A VTEP in MP-BGP EVPN learns the MAC addresses and IP addresses of locally attached end hosts through local learning. This learning can be local data plane based using the standard Ethernet and IP learning procedures, such as source MAC address learning from the incoming Ethernet frames and IP address learning when the hosts send Gratuitous ARP (GARP) and Reverse ARP (RARP) packets or ARP requests for the gateway IP address on the VTEP.

After learning the localhost MAC and IP addresses, a VTEP advertises the host information in the MP-BGP EVPN control plane so that this information can be distributed to other VTEPs. This approach enables EVPN VTEPs to learn the remote end hosts in the MP-BGP EVPN control plane. The EVPN routes are advertised through the L2VPN EVPN address family. The BGP L2VPN EVPN routes include the following information:

  • Route distinguisher (RD): A route distinguisher is an 8-bit octet number used to distinguish one set of routes (one VRF instance) from another. It is a unique number prepended to each route so that if the same route is used in several different VRF instances, BGP can treat them as distinct routes. The route distinguisher is transmitted along with the route through MP-BGP when EVPN routes are exchanged with MP-BGP peers.
  • MAC address length: 6 bytes
  • MAC address: Host MAC address
  • IP address length: 32 or 128
  • IP address: Host IP address (IPv4 or IPv6)
  • L2 VNI: VNI of the bridge domain to which the end host belongs
  • L3 VNI: VNI associated with the tenant VRF routing instance

MP-BGP EVPN uses the BGP extended community attribute to transmit the exported route targets in an EVPN route. When an EVPN VTEP receives an EVPN route, it compares the route target attributes in the received route to its locally configured route target import policy to decide whether to import or ignore the route. This approach uses the decade-old MP-BGP VPN technology (RFC 4364) and provides scalable multitenancy in which a node that does not have a VRF locally does not import the corresponding routes. Route target is an extended-community attribute to filter appropriate VPN routes into the correct VRFs.

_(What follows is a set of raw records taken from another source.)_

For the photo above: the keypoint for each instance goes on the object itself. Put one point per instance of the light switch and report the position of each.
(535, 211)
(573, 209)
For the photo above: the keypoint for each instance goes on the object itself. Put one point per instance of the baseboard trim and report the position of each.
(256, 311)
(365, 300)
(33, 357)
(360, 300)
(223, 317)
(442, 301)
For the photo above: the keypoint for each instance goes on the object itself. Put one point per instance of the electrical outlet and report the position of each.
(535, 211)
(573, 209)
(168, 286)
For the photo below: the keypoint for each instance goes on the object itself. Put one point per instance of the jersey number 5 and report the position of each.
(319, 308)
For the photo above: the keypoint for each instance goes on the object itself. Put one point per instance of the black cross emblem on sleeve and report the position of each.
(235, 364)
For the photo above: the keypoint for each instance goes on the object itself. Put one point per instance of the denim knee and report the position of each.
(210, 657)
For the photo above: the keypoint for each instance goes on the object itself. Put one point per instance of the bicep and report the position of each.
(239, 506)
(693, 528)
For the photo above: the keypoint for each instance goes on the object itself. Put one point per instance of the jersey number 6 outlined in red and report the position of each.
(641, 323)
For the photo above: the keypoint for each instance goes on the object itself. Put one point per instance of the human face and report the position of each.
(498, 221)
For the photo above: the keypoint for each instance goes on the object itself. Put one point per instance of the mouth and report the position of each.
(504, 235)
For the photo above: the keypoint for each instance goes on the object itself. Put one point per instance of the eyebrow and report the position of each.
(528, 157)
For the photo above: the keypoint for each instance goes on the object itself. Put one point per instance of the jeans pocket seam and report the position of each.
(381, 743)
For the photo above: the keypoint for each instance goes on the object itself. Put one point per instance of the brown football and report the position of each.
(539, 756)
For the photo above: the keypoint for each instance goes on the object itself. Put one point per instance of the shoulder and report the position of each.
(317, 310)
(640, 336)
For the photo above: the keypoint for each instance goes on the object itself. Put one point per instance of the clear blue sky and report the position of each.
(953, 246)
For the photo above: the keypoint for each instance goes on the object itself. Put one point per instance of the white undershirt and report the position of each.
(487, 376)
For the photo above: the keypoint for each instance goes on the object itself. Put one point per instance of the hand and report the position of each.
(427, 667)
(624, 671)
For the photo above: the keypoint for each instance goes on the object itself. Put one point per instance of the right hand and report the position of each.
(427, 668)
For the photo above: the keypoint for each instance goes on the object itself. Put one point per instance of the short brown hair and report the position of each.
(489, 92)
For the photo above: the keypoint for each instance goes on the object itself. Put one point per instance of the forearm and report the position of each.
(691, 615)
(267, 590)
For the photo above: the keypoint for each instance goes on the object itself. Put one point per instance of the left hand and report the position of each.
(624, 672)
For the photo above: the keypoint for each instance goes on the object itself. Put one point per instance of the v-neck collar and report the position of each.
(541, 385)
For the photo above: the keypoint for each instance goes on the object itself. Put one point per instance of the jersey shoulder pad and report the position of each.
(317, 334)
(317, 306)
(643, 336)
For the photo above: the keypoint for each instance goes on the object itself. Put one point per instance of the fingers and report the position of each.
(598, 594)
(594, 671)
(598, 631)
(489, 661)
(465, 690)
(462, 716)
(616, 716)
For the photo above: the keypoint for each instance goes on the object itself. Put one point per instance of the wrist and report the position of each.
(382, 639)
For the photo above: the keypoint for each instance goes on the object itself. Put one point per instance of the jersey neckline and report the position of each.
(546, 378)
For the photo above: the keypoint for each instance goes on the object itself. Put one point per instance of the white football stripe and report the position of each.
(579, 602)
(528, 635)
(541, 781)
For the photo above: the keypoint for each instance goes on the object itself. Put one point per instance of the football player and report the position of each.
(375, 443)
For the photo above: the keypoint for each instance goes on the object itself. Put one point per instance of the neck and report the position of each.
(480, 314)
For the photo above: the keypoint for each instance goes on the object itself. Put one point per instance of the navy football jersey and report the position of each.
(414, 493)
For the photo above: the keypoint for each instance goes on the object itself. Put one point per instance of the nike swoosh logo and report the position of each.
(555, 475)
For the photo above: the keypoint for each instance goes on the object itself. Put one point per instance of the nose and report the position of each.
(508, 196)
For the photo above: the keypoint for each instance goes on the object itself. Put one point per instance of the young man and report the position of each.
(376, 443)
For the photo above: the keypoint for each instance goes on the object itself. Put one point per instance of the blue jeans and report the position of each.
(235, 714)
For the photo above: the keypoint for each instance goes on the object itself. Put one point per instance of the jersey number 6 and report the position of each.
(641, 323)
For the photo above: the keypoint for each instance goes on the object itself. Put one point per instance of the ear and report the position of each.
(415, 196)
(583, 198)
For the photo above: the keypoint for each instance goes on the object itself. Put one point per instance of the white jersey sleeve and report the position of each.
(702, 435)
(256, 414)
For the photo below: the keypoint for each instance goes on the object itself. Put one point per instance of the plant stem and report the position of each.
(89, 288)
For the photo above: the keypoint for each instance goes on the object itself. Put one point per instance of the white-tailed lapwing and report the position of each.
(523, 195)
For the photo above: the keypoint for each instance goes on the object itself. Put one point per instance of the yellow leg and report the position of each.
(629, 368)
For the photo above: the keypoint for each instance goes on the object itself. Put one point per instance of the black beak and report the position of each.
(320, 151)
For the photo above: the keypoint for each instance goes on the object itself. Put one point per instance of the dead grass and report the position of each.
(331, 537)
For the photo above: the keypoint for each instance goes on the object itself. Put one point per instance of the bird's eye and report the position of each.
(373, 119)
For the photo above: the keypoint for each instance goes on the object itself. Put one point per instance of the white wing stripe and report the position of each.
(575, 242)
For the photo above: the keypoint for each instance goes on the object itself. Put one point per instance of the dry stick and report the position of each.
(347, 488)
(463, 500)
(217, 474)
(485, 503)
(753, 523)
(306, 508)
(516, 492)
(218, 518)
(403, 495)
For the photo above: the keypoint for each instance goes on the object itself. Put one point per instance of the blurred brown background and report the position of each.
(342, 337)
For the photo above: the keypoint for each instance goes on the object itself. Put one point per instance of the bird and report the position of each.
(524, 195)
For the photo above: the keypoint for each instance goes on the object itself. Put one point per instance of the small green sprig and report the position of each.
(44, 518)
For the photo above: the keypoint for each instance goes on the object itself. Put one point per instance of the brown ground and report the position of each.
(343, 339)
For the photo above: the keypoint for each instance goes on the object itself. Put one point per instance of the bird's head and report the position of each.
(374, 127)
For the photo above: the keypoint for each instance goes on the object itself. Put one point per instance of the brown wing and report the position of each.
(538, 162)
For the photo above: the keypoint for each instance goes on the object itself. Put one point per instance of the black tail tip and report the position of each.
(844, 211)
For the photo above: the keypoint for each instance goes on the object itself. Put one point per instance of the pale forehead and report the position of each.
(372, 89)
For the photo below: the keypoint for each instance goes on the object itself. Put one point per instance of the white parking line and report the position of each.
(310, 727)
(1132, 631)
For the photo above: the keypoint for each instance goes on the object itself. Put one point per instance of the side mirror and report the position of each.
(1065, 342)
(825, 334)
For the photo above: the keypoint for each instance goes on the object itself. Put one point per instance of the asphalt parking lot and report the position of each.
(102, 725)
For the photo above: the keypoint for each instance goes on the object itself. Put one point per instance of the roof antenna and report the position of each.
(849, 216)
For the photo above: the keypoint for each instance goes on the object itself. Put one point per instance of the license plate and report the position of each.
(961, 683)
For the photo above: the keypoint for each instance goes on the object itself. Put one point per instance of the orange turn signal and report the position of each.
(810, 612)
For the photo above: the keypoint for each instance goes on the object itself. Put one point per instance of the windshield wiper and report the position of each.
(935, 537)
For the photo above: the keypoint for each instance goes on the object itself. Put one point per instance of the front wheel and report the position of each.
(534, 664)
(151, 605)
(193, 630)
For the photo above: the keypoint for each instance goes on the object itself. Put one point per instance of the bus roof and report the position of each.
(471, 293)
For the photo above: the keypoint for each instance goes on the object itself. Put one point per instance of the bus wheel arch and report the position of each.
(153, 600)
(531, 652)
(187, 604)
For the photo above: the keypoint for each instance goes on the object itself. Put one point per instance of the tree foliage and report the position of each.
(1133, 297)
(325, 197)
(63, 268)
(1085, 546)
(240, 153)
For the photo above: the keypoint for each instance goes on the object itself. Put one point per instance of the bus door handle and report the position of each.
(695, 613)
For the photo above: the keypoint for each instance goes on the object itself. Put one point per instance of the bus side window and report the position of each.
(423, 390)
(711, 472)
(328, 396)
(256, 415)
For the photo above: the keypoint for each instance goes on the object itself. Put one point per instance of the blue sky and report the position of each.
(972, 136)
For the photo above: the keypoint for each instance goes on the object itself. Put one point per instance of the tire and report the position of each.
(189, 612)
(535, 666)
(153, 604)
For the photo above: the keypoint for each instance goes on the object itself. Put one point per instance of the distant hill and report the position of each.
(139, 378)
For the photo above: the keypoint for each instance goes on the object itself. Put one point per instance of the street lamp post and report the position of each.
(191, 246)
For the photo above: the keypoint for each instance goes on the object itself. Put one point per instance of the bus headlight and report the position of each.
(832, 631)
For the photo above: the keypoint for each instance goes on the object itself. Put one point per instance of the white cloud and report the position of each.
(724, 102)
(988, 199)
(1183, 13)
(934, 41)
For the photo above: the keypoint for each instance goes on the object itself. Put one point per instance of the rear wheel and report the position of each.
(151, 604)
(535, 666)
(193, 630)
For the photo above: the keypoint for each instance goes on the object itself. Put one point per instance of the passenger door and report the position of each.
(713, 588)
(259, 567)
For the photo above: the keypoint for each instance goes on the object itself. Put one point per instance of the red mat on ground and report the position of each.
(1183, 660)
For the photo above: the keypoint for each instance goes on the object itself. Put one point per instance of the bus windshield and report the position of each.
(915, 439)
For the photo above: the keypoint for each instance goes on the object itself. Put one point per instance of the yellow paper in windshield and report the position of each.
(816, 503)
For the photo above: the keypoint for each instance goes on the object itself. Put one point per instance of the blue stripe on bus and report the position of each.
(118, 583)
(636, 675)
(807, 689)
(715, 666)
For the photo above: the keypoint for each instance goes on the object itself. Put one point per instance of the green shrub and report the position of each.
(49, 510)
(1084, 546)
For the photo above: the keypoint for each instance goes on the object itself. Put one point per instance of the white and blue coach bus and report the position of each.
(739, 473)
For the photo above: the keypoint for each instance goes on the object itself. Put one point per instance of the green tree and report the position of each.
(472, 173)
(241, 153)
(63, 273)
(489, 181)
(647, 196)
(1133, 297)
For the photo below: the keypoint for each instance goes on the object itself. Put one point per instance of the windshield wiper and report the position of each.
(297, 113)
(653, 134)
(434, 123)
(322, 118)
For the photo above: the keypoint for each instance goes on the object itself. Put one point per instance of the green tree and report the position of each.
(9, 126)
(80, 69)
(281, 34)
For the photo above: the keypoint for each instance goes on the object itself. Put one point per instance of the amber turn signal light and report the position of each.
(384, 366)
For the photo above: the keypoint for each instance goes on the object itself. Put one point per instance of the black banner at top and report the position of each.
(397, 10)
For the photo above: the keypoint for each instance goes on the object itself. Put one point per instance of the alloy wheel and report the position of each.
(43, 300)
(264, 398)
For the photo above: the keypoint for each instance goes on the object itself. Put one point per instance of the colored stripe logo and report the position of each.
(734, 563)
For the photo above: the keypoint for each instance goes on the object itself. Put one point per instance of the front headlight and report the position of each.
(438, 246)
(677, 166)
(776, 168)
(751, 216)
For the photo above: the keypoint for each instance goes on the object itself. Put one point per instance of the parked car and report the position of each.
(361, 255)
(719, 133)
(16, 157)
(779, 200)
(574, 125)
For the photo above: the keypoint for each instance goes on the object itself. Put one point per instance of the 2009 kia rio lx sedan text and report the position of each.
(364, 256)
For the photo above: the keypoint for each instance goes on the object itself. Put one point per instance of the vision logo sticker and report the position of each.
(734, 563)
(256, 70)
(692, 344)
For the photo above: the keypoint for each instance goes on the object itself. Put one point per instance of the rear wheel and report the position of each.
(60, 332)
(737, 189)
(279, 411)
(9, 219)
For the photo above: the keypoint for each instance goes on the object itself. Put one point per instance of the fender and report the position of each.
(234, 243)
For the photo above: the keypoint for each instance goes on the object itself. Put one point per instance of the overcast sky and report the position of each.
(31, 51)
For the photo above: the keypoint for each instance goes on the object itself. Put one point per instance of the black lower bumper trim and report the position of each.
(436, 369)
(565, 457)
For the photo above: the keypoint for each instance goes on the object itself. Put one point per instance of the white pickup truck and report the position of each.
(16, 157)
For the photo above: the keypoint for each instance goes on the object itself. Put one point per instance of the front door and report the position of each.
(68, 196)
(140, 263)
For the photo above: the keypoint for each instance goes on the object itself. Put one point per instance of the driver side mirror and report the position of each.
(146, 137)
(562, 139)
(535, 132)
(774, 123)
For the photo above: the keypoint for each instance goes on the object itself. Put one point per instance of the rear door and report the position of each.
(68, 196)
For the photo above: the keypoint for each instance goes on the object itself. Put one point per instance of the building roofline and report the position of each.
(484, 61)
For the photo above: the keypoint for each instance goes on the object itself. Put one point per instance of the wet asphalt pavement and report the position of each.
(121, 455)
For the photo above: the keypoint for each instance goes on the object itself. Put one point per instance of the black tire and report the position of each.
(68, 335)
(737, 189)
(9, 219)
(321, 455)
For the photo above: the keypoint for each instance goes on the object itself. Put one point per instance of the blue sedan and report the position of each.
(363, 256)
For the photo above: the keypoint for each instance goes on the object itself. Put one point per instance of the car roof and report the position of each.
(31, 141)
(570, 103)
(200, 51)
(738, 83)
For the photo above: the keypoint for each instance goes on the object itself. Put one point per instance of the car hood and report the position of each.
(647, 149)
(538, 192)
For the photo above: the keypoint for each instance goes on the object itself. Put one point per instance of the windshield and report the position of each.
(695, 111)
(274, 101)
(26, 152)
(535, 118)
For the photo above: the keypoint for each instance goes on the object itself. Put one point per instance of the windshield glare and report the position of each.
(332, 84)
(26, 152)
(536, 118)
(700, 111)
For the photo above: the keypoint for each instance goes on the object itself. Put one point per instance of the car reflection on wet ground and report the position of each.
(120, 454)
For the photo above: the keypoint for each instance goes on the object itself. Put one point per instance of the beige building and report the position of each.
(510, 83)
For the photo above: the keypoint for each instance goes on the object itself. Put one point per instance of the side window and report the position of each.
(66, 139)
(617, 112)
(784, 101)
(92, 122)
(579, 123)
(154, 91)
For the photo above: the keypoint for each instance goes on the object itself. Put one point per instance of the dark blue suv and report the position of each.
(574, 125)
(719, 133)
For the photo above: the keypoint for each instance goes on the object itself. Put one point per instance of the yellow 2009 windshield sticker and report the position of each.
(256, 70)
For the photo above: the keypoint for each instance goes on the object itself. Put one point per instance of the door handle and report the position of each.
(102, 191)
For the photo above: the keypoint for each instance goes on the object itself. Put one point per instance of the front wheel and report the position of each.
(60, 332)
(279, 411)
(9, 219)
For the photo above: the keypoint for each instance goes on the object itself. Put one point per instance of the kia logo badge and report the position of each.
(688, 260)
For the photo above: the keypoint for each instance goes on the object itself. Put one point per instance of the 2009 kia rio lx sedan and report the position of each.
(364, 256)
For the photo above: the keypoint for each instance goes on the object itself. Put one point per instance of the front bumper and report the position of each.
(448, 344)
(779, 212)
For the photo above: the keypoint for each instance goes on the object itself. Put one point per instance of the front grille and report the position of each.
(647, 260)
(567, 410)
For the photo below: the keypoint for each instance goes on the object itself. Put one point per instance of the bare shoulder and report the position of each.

When a VTEP switch originates MP-BGP EVPN routes for its locally learned end hosts, it uses its own VTEP address as the BGP next hop. This BGP next hop must remain unchanged through the route distribution across the network because the remote VTEP must learn the originating VTEP address as the next hop for VXLAN encapsulation when forwarding packets for the overlay network.

Figure 7-13 shows local and remote end-host address learning and distribution in an MP-iBGP EVPN using route reflectors.


Figure 7-13 Local and Remote Host Address Learning In Figure 7-13, VTEP-1 learns the MAC addresses and IP addresses of locally attached end hosts through local learning. VTEP-1 then sends a BGP update to the route-reflector in the transit network, informing about the host IP (H-IP-1) and MAC (H-MAC-1) address along with the L2-VNI information. The next-hop in the MP-BGP EVPN route update is set to VTEP-1. When remote VTEP-2 and VTEP-3 receive the route update from the route reflector, they install the host information in their routing information base (RIB) and forwarding information base (FIB).